Wie die NBS den Korridor hält
Serbien betreibt für den Dinar ein gesteuertes Floating. Anders als bei vollständig festen Bindungen (bei denen sich die Zentralbank auf einen bestimmten Kurs festlegt) oder vollständig freien Floats (bei denen der Markt den Kurs bestimmt) hält die NBS einen Zielkorridor — typischerweise innerhalb von 1–2 % eines Referenzkurses — durch regelmäßige Offenmarktinterventionen.
Der Mechanismus: Wenn sich der Dinar in Richtung der oberen Grenze des Korridors abschwächt, verkauft die NBS EUR aus den Reserven, um Dinar zu kaufen — und stützt damit den Kurs. Wenn er über die untere Grenze hinaus aufwertet, geschieht das Gegenteil. Die NBS hat erhebliche EUR-Reserven vorgehalten, um diese Operation zu stützen, und der Korridor hat in den vergangenen Jahren mehrere externe Schocks überstanden.

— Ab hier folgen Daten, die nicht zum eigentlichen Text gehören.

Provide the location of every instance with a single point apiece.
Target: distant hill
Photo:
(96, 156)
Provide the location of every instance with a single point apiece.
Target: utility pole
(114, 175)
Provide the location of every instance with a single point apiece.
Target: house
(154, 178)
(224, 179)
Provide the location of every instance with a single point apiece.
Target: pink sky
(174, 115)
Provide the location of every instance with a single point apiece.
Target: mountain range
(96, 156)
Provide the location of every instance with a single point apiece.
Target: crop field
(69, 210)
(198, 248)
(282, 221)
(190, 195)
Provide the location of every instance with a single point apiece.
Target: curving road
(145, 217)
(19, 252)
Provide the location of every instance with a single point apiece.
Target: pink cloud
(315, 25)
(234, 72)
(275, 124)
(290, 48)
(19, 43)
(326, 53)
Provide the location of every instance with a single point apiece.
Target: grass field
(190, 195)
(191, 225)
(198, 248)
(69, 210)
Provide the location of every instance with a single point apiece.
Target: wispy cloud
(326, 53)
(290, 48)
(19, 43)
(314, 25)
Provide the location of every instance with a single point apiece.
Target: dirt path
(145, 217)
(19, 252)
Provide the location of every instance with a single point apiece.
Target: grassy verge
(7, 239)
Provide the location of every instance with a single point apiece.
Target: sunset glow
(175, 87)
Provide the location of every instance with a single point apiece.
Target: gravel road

Das praktische Ergebnis für Unternehmen: Ihre auf Dinar lautenden Kosten — Miete, Gehälter, lokale Logistik, inländische Lieferanten — erzeugen in diesem Quartal kein nennenswertes Wechselkursrisiko gegenüber EUR-Umsätzen. Der Kurs, mit dem Sie heute planen, ist mit hoher Wahrscheinlichkeit der Kurs, zu dem Sie im nächsten Quartal abrechnen.

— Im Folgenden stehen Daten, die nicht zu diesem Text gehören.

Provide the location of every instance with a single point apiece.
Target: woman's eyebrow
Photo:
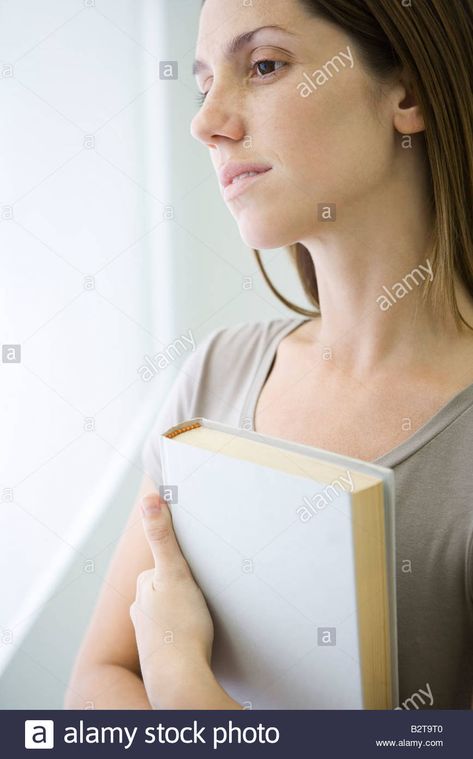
(236, 43)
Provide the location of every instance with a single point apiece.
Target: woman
(356, 116)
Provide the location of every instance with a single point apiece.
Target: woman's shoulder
(245, 342)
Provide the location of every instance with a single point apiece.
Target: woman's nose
(218, 117)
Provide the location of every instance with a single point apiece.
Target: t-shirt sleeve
(178, 405)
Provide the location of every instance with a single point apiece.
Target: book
(293, 548)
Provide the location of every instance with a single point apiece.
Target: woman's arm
(106, 673)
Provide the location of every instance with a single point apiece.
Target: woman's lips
(240, 185)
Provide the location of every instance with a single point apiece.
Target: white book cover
(276, 567)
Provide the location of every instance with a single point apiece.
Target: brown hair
(433, 41)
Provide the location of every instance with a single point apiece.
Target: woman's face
(310, 113)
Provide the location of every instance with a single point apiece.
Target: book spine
(182, 429)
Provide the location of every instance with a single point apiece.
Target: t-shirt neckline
(447, 414)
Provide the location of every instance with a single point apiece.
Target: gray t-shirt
(222, 379)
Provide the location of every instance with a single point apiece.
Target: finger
(157, 523)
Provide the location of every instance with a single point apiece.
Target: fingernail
(151, 506)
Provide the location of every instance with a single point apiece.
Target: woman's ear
(408, 118)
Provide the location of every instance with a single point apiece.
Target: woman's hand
(173, 626)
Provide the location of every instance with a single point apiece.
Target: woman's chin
(263, 239)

Was Stabilität im Korridor für Importeure bedeutet
Für einen B2B-Importeur mit folgendem Profil:
- Lieferanten im Iran (Kosten letztlich an IRR/USD gekoppelt)
- Betrieb in Serbien (Kosten in RSD)
- Kunden in der EU (Umsätze in EUR)
beseitigt die EUR/RSD-Stabilität eine der drei Währungsexpositionen für die operative Planung vollständig. Die Kostenbasis auf Dinar-Seite ist faktisch auf EUR lautend — weil der Korridor die Umrechnung garantiert.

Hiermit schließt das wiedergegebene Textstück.